State v. Adam J. Gajeski, 2014AP612-CR, District 3, 10/7/14 (1-judge; ineligible for publication); case activity

The evidence was sufficient to support the guilty verdict on a theft charge because the jury could have reasonably inferred Gajeski intended to permanently deprive the owner of the property at the time he took the property.

After an altercation with Lydia, his estranged wife, Adam Gajeski took her two cell phones and left her home. She called police, who then called Gajeski and told him to bring the phones to the police station. Gajeski instead returned them to Lydia. By the time of Gajeski’s trial on theft, battery, DC, and witness intimidation charges, the two had reconciled, and Lydia recanted the version of events she conveyed to the police. (¶¶2-8). Gajeski was convicted nonetheless, and the court of appeals rejects his single claim—that the evidence was insufficient to prove one element of the theft charge, namely, intent to permanently deprive Lydia of the cell phones.

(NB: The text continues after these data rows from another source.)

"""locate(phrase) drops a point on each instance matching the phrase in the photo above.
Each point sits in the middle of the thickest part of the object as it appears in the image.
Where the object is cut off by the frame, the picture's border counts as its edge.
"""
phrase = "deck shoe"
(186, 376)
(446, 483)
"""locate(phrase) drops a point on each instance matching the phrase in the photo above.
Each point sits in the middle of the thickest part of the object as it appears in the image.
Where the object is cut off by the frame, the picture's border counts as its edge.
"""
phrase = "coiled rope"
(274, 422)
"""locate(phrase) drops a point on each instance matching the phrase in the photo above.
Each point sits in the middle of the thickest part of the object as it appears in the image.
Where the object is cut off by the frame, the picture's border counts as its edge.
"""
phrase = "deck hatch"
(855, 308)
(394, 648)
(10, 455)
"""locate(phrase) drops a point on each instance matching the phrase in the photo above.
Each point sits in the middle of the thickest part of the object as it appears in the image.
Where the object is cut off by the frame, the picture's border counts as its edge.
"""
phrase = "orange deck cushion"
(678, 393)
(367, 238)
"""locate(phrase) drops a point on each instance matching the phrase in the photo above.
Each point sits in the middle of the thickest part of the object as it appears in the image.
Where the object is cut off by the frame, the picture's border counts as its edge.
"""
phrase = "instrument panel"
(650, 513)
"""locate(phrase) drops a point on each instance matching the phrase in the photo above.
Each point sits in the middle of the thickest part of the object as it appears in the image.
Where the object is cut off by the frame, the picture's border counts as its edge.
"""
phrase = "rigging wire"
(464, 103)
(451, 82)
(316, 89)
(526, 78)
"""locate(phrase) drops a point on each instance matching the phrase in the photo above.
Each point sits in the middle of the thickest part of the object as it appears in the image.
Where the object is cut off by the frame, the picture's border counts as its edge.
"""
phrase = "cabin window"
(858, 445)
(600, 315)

¶16      This court will not substitute its judgment for the jury’s, “unless the evidence, viewed most favorably to the state and the conviction, is so lacking in probative value and force that no trier of fact, acting reasonably, could have found guilt beyond a reasonable doubt.” [State v.Poellinger, 153 Wis. 2d [493,] 507[, 451 N.W.2d 752 (1990)]. Here, it is undisputed Adam deliberately took Lydia’s phones away from her and away from her house. The consequences of taking another person’s property are practically banal in their inevitability:  the owner is going to call the police, submit a theft report, and charges will be filed. The domestic nature of this dispute does not change the facts, or the reasonable inferences arising from the facts. Adam and Lydia’s relationship has no bearing on the jury’s ability to find that Adam acted with intent in taking Lydia’s phones, and that he did not intend to return them, but only did so under police direction. The jury could have reasonably inferred Adam intended to permanently deprive Lydia of her property at the time of the taking because of these deliberate actions, and thus concluded Adam “intend[ed] all of the natural and probable and usual consequences of his deliberate acts.” See [State v.] Genova, 91 Wis. 2d [595,] 613-14, n.19[, 283 N.W.2d 483 (Ct. App. 1979)]. In addition, the jury’s question regarding the definition of permanent possession indicates its specific consideration of the very element disputed in this case.